Obtusilic acid
- Names: IUPAC name (Z)-dec-4-enoic acid

Identifiers
- CAS Number: 505-90-8;
- 3D model (JSmol): Interactive image;
- ChEBI: CHEBI:32380;
- ChemSpider: 4471776;
- ECHA InfoCard: 100.007.295
- EC Number: 208-024-5;
- PubChem CID: 5312351;
- UNII: 6PR4L1KTAZ;
- CompTox Dashboard (EPA): DTXSID001315543;

Properties
- Chemical formula: C_{10}H_{18}O_{2}
- Molar mass: 170.252 g·mol^{−1}

= Obtusilic acid =

Obtusilic acid is a linear fatty acid composed of 10 carbon atoms, with one double bond in the position 4=5 in cis-configuration. This is an omega-6 acid of little nutritional interest with abbreviated notation 10:1 (n-6).

==Discovery==
The acid was initially isolated in the seed oil of Lindera obtusiloba, from which it takes its common name, in 1937 by the Japanese scientist Toyama and confirmed in the same year by Saburo Komori and Sei-ichi Ueno.

==Natural occurrence==
Lindera obtusiloba oil, Tohaku in Korean, which contains about 4% obtusilic acid, was an oil that Koreans applied to their hair.

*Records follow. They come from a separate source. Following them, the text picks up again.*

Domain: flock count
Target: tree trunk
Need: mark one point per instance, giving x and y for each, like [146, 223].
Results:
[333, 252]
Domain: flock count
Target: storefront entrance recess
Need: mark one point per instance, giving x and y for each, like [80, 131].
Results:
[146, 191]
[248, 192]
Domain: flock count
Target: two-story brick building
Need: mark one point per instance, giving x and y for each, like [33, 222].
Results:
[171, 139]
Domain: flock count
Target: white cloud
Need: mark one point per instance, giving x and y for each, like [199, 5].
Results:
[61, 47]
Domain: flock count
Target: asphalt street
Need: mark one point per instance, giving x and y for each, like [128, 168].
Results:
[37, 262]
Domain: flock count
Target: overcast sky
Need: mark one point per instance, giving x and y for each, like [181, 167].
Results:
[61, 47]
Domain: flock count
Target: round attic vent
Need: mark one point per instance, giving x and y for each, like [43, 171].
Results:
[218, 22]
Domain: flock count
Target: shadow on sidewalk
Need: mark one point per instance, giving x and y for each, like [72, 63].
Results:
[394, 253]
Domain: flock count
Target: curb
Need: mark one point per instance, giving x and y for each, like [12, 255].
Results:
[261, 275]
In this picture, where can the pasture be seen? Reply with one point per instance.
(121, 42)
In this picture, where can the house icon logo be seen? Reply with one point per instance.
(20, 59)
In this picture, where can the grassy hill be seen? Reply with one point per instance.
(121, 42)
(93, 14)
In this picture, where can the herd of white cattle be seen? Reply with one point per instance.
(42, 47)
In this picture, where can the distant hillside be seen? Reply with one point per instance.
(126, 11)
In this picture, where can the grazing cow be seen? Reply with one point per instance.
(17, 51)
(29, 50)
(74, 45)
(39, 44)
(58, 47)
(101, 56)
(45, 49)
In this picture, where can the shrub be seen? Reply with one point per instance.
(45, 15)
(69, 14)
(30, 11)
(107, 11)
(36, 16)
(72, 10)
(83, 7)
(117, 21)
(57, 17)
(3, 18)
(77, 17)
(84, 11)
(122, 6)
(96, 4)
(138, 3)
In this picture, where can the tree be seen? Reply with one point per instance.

Obtusilic acid has been isolated from only a few other plants of the family Lauraceae: Lindera praecox (≈5%), Litsea auriculata (≈4%), Lindera citriodora (≈3%).

==Physical properties==
At room temperature, the acid forms a liquid that boils at 148–150 °C at 13 mmHg. Between 4 °C and 20 °C, it has a density of 0.9197 g/cm³ and a refractive index of 1.4497 at 20 °C. The acid is soluble in benzene and diethyl ether.

==Health effects==
An increase in obtusilic acid in human blood and organs has been associated with acyl-CoA dehydrogenase deficiency.